Je viens enfin, monsieur, d’arracher mon départ pour demain matin[32]. Je ne puis plus longtemps rester éloigné de Paris. Comment ! cette indisposition se prolongera encore jusqu’à la fin de la semaine prochaine[33] ! Je comptais, en ouvrant votre lettre, sur l’annonce d’un rétablissement complet, et quoique votre sérénité éloigne toute idée de danger, l’idée des souffrances et de l’ennui qu’elle éprouve sans doute suffit pour m’affliger vivement. Que je la plains, mais que je suis plus à plaindre qu’elle ! Il est encore si doux, quand nous souffrons, de penser qu’un autre être s’exagère nos douleurs et se fait des tourments de nos peines, je voudrais être au lit, je serais heureux d’être épuisé, mourant, si je croyais que mon agonie excitât en elle le quart de la tendre compassion que son indisposition fait naître en moi. Ici, quels plaisirs puis-je goûter ? Dix-huit lieues me séparent d’elle, et elle est malade.

Je ne dirais point tout cela à un intermédiaire, s’il n’était son père. Et, d’ailleurs, elle ne doit pas ignorer qu’ici, comme partout, son souvenir est la seule compagnie qui puisse me consoler de son absence, que sa pensée me suit dans le parc, dans les ruines, dans les tourelles, dans ma grande, gothique et magnifique chambre, qu’elle est présente à toutes mes promenades, à toutes mes rêveries, et qu’au milieu des inquiétudes multipliées qui m’assiègent, sa santé est devenue ma seule inquiétude.

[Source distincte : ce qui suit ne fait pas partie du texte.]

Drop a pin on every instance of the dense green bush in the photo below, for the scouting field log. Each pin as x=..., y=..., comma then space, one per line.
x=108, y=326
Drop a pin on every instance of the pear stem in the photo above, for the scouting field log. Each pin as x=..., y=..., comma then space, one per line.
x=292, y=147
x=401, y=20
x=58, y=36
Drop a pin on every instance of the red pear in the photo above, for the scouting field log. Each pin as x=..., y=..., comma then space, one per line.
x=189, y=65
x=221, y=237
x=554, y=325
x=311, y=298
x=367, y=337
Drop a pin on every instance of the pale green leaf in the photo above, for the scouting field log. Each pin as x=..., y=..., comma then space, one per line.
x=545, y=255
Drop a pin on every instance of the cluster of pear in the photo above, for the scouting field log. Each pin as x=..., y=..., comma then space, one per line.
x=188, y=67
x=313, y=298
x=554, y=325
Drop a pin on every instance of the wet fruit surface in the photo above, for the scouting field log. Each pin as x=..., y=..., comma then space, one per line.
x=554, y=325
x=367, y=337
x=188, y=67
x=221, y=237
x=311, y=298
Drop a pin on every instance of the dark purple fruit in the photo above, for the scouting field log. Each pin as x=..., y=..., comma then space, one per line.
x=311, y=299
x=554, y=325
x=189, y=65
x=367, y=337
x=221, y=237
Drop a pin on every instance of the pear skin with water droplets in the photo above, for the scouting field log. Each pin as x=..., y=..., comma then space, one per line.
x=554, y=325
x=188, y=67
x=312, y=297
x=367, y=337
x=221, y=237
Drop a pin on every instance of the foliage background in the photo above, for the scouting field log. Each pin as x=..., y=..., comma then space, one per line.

Au reste, ces immenses salons dorés, ces vastes terrasses et par-dessus tout, ces grands laquais obséquieux me fatiguent. Je n’ai ici d’autre attrait que la colline boisée, les vieilles tours, et avant tout la société charmante de cet aimable duc de Rohan, l’un de mes amis les plus chers et les plus dignes d’être noblement aimés. Je le quitte bien vite. Mais il est heureux. Quel besoin a-t-il de moi, qui ne le suis pas ?

Tous mes amis, tous ceux qui veulent bien s’embarrasser de je ne sais quelles altérations de ma santé, me conseillent le séjour de la campagne. Ils ignorent que je ne vis pas, loin de Paris.

J’ai peu travaillé ici, j’avais tant de choses à voir et si peu de temps à rester ! Mais j’ai recueilli une foule d’impressions, de ces impressions fécondes qui ouvrent de nouvelles carrières aux idées. Il y a ici une chapelle taillée dans le roc — je ne saurais vous dire ce qu’on éprouve sous cette voûte, jamais les cérémonies de l’église ne m’ont paru plus belles ; jamais l’émotion religieuse ne m’a pénétré plus profondément.

Mme la duchesse de Berry, qui est à Rosny, doit venir visiter le château dans quelques jours. M. de Rohan voudrait me retenir au moins jusque là, mais je me défie de sa bienveillance. Je ne veux pas que ma position particulière m’expose à devenir le client d’un homme dont ma situation sociale me permet d’être l’ami. J’aime le duc de Rohan pour lui, pour sa belle âme, pour ses nobles manières, mais non pour les services matériels qu’il peut me rendre.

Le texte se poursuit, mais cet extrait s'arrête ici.